Presentations
Schedule of Events
|
|
Illinois DLIB Testbed Technologies for Converting
Legacy Mathematics for Display on the Web
Timothy W. Cole, Thomas G. Habing, and William H. Mischo
University of Illinois at Urbana-Champaign
Abstract
The University of Illinois at Urbana-Champaign Grainger Engineering
Library, under the auspices of the federally funded Digital Library Initiative
(DLI-I), has developed a Testbed currently comprised of over 50,000 full-text
articles in XML format from more than 44 Sci-Tech journal titles. The Illinois
Testbed is now supported under the CNRI D-Lib Test Suite program and a
Collaborating Partners program that provides monetary and in-kind support
for the Testbed technologies. The principal focus of the Illinois Testbed
has been on developing techniques for the representation and delivery of
full-text engineering and physics journal articles in a web environment.

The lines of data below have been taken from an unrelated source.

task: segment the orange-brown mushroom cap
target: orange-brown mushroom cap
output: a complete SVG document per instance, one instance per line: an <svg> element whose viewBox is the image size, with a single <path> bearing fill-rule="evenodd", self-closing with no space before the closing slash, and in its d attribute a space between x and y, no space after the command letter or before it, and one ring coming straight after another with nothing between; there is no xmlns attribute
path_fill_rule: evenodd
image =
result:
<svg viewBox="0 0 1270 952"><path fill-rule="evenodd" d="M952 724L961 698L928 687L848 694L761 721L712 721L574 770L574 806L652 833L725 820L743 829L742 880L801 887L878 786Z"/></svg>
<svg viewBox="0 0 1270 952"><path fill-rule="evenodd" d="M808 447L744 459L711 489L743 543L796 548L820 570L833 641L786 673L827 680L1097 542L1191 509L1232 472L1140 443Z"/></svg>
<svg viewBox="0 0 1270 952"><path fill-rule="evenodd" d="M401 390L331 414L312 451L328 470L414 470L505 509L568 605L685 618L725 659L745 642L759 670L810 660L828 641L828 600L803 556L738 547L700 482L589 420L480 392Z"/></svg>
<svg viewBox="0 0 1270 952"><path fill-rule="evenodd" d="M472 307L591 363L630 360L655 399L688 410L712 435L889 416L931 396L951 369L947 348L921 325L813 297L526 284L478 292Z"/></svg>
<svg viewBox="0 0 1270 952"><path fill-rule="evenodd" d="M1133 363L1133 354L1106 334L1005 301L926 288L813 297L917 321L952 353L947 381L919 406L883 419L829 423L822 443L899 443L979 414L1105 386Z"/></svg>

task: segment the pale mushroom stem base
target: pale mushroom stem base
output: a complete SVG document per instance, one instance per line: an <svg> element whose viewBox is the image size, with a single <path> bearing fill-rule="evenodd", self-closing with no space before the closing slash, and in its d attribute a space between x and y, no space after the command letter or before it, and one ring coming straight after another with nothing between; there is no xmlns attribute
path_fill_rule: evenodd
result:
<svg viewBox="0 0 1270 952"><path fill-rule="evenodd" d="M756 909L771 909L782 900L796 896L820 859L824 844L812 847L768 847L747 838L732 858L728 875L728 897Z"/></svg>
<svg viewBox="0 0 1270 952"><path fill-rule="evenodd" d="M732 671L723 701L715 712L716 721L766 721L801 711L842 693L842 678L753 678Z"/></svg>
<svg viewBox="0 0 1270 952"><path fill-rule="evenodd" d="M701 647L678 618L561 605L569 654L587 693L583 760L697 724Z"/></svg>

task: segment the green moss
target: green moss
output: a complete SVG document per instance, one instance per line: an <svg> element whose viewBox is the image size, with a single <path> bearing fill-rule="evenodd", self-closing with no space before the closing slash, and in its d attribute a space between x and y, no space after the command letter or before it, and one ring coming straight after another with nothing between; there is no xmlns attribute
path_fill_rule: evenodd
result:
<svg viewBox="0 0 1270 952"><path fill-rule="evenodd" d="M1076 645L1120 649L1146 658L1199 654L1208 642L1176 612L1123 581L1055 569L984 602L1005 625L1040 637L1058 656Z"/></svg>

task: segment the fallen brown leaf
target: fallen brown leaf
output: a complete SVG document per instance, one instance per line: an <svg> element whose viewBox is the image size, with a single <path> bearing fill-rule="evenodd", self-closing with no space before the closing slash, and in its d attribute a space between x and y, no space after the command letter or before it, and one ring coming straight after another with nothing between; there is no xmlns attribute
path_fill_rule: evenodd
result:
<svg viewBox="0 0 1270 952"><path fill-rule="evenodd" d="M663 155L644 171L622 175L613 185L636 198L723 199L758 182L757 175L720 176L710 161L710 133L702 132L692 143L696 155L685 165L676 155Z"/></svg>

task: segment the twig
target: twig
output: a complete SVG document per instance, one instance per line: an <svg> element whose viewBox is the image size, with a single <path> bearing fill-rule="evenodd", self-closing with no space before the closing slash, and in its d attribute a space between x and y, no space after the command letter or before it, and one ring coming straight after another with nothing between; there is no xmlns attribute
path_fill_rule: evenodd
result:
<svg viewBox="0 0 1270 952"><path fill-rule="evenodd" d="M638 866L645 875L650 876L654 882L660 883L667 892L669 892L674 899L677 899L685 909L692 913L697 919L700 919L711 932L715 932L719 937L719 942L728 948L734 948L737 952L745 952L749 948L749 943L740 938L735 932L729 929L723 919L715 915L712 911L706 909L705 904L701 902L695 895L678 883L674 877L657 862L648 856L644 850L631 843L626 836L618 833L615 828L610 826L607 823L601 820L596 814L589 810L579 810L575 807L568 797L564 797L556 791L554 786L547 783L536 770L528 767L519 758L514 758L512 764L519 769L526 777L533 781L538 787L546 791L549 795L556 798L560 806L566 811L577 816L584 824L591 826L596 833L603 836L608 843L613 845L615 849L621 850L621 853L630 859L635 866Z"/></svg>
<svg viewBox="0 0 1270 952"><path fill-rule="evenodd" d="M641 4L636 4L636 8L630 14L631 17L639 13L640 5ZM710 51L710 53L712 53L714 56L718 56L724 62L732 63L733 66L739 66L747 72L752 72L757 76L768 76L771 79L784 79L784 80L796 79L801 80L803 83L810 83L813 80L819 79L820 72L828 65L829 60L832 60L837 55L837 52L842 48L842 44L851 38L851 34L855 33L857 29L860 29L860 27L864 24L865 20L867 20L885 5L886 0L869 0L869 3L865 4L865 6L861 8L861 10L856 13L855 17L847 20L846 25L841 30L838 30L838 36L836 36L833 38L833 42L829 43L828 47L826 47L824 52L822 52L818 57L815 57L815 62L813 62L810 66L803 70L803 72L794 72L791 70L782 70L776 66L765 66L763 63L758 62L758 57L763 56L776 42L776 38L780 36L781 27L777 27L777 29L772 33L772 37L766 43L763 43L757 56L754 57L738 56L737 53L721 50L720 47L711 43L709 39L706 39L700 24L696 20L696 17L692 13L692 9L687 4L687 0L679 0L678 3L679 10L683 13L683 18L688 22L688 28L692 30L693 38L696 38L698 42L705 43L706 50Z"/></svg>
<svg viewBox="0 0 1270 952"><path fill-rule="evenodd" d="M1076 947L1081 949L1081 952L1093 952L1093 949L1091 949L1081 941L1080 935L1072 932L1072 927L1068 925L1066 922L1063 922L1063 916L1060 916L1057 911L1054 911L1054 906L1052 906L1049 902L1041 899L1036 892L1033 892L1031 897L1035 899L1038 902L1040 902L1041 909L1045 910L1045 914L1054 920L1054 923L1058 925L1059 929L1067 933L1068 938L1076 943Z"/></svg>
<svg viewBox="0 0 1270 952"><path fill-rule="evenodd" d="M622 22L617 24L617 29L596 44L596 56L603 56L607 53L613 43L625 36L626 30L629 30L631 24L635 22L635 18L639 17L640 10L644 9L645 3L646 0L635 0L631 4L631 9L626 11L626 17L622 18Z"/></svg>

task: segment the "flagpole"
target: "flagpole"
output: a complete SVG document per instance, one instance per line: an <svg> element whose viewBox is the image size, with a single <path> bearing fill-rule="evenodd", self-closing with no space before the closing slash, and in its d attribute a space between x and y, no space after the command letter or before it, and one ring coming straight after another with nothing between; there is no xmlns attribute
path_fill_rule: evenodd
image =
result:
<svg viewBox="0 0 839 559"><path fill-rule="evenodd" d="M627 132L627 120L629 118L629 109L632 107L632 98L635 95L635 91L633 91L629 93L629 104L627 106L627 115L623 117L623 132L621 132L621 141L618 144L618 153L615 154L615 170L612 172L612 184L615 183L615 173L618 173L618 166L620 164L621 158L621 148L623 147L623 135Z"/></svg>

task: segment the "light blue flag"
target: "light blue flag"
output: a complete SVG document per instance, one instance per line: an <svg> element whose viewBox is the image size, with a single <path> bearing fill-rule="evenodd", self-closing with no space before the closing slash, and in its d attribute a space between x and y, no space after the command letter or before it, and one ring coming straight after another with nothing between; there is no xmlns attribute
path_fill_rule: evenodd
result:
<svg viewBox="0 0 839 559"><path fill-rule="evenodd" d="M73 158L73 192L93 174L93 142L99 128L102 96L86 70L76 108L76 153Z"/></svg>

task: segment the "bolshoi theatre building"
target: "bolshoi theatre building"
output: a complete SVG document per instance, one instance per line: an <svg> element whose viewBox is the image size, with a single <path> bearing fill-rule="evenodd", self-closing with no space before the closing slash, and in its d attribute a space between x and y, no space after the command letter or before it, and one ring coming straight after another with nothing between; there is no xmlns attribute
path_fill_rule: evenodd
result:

The Illinois Testbed is constructed from source-text journal articles
supplied in SGML format by professional society and commercial publishers.
Testbed materials are converted from SGML to XML as they are added to the
Testbed. While the mathematics markup provided is generally compliant with
ISO 12083 Mathematics DTD or the AAP equivalent, each publisher has independently
implemented supplemental tags. Testbed materials have been contributed
by the American Institute of Physics, the American Physical Society, the
American Society of Civil Engineers, the Institution of Electrical Engineers,
the Association for Computing Machinery, Elsevier ScienceDirect, and the
American Society for Materials. The Testbed includes both a production
environment and research and development components.
The Testbed Team has developed a custom approach for rendering XML mathematics
natively within web browsers. This approach takes mathematics marked up
as well-formed XML, performs transformations on the server to improve its
renderability, and then sends it to the browser to render using CSS rules,
DHTML, XSLT, and downloadable fonts. There are a number of advantages to
dealing with mathematics natively in the browser. One is that the mathematics
will scale with the rest of the page if the user changes font size. The
user can also programmatically search for text or characters that occur
in the mathematics. No special plug-ins are required, and the network bandwidth
required is generally less than if bitmap versions of the mathematics were
downloaded. We are in the process of converting the ISO 12083-based XML
mathematics markup to MathML and applying the same techniques to rendering
MathML. As part of this process, we have developed automated algorithms
for the conversion of the legacy mathematics into MathML, using the presentation
subset of elements.
Our experience has shown that mathematics marked up in XML can be effectively
rendered natively in web browsers using CSS, DHTML, and XSLT. We have been
most successful in utilizing these techniques using Version 5 of the Microsoft
Internet Explorer web browser (IE5). IE5 is currently the only widely available
browser that supports all of the above technologies to the extent needed
for native rendering of complex mathematics. We have had less success with
Netscape web browsers to date, though Netscape browsers are capable of
rendering some complex mathematics acceptably. In both browsers, however,
there remain limitations. The quality of the resulting display mathematics,
while understandable, does not approach the quality of a dedicated mathematics
typesetting system or the quality of printed mathematics.
This paper will discuss implementation issues associated with the conversion
process from SGML/XML 12083 and AAP mathematics to presentation MathML,
focusing particularly on the development of automated conversion algorithms
and the additional work necessary for conversion into semantic markup.
We will also describe the effectiveness of natively rendering MathML in
web browsers using the custom CSS/DHTML approach described above, as contrasted
to rendering the same markup in a dedicated plug-in or MathML tool.
Publishers have a great deal of time and resources invested in SGML
authoring and publishing tools. Typically, the publisher's contracted typesetter
or in-house typesetting shops will supply the publishers with an SGML version
of the full-text article. Automated transformations between common SGML
mathematics schemas to MathML will help simplify and facilitate the scholarly
publishing process. MathML provides a single-target mathematics markup
language that will eliminate the need for the publisher-specific CSS/DHTML
rendering implementations currently used. Additionally, it is anticipated
that tools and plug-ins optimized for MathML and projects such as STIX
(Scientific and Technical Information Publisher's Group project to create
a comprehensive collection of characters needed in the course of scientific
and technical publishing) will provide better rendering and value-added
capabilities than currently possible natively in generic web browsers.
|